The second study revealed the cytoprotective role of INH against oxidative stress‐induced necrosis. This type of oxidative stress‐induced necrosis is the underlying cause of phagocytic cell death and is followed by granuloma degradation in TB. The cytoprotective role of INH may strengthen granuloma‐mediated host immune defence and induce latency of Mtb. The proposed possible mechanisms for this cytoprotection were (a) an increase in cell replication, (b) an increase in ATP synthesis, and (c) an increase in the expression of structural maintenance proteins, as well as inhibition of pro‐death signals (Khan et al., 2016b).

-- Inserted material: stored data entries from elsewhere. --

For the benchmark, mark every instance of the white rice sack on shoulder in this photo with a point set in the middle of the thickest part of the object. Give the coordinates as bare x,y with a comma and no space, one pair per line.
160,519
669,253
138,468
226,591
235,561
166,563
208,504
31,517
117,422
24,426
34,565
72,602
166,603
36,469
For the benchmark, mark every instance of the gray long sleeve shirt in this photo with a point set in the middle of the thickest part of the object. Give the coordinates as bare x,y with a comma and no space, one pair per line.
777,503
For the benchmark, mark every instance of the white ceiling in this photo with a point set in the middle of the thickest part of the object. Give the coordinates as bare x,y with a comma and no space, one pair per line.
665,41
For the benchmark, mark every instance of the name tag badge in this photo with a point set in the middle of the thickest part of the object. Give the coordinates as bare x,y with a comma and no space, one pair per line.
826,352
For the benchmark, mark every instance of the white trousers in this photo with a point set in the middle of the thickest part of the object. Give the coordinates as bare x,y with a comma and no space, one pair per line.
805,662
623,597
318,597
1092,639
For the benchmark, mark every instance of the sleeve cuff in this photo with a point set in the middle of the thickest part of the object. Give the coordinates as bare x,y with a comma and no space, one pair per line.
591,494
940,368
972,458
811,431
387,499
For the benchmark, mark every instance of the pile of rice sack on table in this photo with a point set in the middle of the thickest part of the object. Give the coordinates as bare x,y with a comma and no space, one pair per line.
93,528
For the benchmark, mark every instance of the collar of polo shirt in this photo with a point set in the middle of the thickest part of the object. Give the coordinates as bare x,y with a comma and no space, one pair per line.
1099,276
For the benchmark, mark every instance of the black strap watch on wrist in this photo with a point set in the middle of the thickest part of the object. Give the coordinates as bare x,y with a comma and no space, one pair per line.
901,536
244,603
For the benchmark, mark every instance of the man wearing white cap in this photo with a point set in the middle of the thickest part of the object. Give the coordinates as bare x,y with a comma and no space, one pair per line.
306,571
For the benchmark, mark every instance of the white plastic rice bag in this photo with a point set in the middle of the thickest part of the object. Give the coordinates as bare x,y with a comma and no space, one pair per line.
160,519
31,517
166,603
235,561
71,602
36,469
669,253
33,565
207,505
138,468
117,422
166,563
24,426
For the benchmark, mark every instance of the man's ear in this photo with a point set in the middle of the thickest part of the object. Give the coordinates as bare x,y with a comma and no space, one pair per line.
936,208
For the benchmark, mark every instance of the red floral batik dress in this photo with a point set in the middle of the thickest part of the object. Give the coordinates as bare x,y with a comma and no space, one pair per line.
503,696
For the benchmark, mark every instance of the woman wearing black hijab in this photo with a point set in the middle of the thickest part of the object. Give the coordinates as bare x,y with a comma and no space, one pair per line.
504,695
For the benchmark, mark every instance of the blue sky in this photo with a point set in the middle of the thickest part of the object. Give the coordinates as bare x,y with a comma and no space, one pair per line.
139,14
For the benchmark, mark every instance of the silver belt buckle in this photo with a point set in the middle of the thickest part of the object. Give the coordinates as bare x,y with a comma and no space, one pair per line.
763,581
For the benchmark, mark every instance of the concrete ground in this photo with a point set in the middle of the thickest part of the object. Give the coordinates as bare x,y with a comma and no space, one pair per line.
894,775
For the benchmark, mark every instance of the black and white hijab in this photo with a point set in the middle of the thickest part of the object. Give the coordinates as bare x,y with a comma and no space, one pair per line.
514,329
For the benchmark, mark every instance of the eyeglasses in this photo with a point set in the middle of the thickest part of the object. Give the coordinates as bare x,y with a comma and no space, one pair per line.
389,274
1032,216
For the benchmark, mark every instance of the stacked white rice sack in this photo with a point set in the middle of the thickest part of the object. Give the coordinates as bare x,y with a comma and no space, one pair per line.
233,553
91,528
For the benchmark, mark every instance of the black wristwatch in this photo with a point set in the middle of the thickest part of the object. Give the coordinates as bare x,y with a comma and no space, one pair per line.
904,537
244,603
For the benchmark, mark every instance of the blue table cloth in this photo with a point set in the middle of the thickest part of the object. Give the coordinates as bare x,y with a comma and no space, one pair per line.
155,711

The third study revealed the capacity of INH to induce monocytic differentiation in a model cell line for GM progenitor stem cells (HL‐60 cells). This finding is important since monocyte‐derived macrophages are known to play a major role in killing both latent and active Mtb due to their capacity to generate NO, for which Mtb does not possess any defence mechanism. Since this INH‐induced monocytic differentiation is very weak (i.e., one fourth the strength of known inducer https://www.guidetopharmacology.org/GRAC/LigandDisplayForward?ligandId=2779), it takes considerably longer to increase the population of circulating monocytes to high enough levels for granuloma recruitment, which is needed to effectively kill latent Mtb; this view thus offers an possible explanation for the prolonged treatment time of INH.

7. CONCLUDING REMARKS

In light of the limitations of the consensus view on INH's mode of action, novel pharmacological findings on INH have been combined to propose a revised comprehensive mode of action, as seen in Figure 3. This proposed mode of action can explain how INH may (a) exert antibacterial action without penetrating into the granuloma, (b) prove effective against latent TB, and (c) why INH treatment time is relatively long. Furthermore, this novel proposed mode of action of INH also disputes the justification for halting INH treatment in cases of TB deemed to be INH‐resistant, which is considered to be the first step preceding all other types of drug resistances. Drug resistance is usually diagnosed in vitro through either a phenotypic drug susceptibility test or a PCR‐based molecular drug susceptibility test (http://www.cdc.gov/tb/), both of which completely overlook the drug's systemic effects (e.g. host immune modulation). Moreover, mutation of KatG has been identified in around 45% of total clinical INH‐resistant TB cases (Guo, Seet, Denkin, Parsons, & Zhang, 2006), which is suggested to reduce INH efficiency by interfering with KatG binding (Yu, Girotto, Lee, & Magliozzo, 2003). However, as both neutrophilic MPO and eosinophil peroxidase were found to be an alternative to KatG for INH activation, this provides additional reason to employ INH in cases of INH‐resistant TB, particularly when KatG mutations are present. It is worth noting that INH was found to be ineffective against murine macrophages infected with KatG‐mutant Mtb in vitro in the absence of NAD+ and MPO activators (Skinner, Furney, Kleinert, & Orme, 1995). This aspect of INH warrants further investigation since MPO is not activated normally in immune cells and NAD+ is critical for INH‐NAD+ adduct formation. The previous consensus on the mode of action of INH was based on in vitro biochemical behaviour of INH. This proposal builds upon that model with more recent in vitro biochemical studies of INH with different enzyme systems (i.e., MPO and eosinophil peroxidase) and cells (neutrophils, eosinophils, and HL‐60 cells). This ultimately provides a theoretical background for further studies using immune cells from TB patients.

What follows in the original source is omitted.